La más reciente de estas propuestas es “Ponemos luz y regalamos colores”, un innovador proyecto pedagógico organizado desde la asignatura de Educación visual y plástica de Educación Infantil, que pretende visibilizar el problema del plástico y proponer, a través del arte, cambios de actitud y hábitos responsables.

El reto de los alumnos de Magisterio del CEU pasaba por realizar una propuesta artística, en forma de instalación lumínica, que redujera, reutilizara y reciclara el plástico. Para ello, los futuros maestros, además de investigar en profundidad sobre los nocivos efectos que produce este material en el medio ambiente, reunieron el plástico que habían utilizado y desechado durante una semana.

‘La educación artística tiene la responsabilidad de educar la sensibilidad ética y estética abordando temas humanos, sociales y medioambientales para formar conciencias críticas, comprometidas y creativas’

“Este trabajo conjunto ha permitido que los futuros educadores constaten, a través de su propia experiencia creadora, las posibilidades didácticas de la creación artística planteada como proceso de indagación, interpretación y representación”, asegura la profesora impulsora de la iniciativa, María José Rodríguez Lázaro. “Con una metodología lúdica y colaborativa, añade la docente del CEU, hemos realizado durante ocho sesiones actividades de observación, motivación, reflexión y experimentación que han culminado en el diseño y montaje de esta instalación con objetos de plástico de uso cotidiano”.

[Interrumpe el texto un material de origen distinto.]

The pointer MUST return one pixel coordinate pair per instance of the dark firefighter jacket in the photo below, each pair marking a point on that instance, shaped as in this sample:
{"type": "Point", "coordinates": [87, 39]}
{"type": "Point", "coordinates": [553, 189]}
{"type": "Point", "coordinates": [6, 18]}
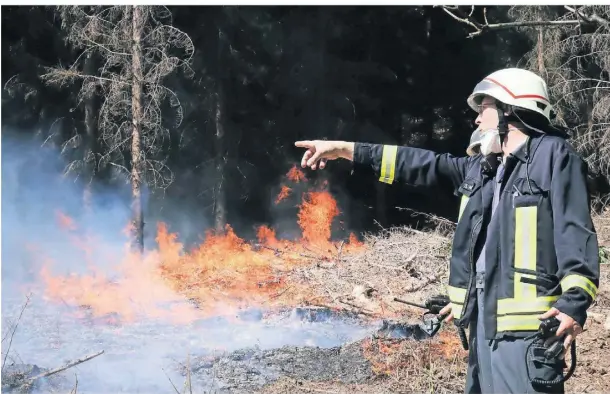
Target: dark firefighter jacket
{"type": "Point", "coordinates": [542, 251]}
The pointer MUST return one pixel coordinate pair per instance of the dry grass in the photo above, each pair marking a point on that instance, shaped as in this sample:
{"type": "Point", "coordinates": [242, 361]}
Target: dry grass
{"type": "Point", "coordinates": [399, 262]}
{"type": "Point", "coordinates": [411, 264]}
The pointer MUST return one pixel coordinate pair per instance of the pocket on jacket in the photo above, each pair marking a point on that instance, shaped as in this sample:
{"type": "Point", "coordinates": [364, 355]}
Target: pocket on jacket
{"type": "Point", "coordinates": [544, 280]}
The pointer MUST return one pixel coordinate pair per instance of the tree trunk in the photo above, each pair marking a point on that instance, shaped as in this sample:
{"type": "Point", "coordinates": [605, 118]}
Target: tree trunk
{"type": "Point", "coordinates": [540, 50]}
{"type": "Point", "coordinates": [90, 136]}
{"type": "Point", "coordinates": [136, 148]}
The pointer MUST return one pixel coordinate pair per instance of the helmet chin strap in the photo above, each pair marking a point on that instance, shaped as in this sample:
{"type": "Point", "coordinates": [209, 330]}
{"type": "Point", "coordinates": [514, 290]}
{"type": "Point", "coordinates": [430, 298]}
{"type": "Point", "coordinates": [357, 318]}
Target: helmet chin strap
{"type": "Point", "coordinates": [491, 162]}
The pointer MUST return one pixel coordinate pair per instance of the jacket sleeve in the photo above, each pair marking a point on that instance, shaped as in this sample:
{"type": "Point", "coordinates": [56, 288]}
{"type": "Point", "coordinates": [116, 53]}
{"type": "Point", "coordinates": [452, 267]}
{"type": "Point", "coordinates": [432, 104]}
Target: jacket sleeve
{"type": "Point", "coordinates": [412, 166]}
{"type": "Point", "coordinates": [576, 243]}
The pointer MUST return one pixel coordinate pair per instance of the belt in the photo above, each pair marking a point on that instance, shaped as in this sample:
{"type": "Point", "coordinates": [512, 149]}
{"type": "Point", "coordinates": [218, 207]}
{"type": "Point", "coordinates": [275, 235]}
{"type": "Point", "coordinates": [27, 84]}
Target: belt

El proceso creativo ha permitido, además, que los futuros maestros trabajen conceptos físicos y artísticos básicos como la trayectoria y descomposición de la luz blanca, su incidencia sobre los objetos y la percepción de los colores, las mezclas y texturas, el volumen, espacio y movimiento…, así como reforzar competencias básicas para su inminente ejercicio profesional, tales como el trabajo en equipo, la toma de decisiones y la resolución de problemas.

“La educación artística tiene la posibilidad y la responsabilidad de educar la sensibilidad ética y estética abordando temas humanos, sociales y medioambientales para formar conciencias críticas, comprometidas y creativas. Y es en la etapa de Infantil cuando los niños deben adoptar rutinas y hábitos de respeto y comportamiento para tomar conciencia y responsabilizarse de sus acciones”, concluye la profesora de Magisterio de la Universidad CEU Cardenal Herrera de Castellón.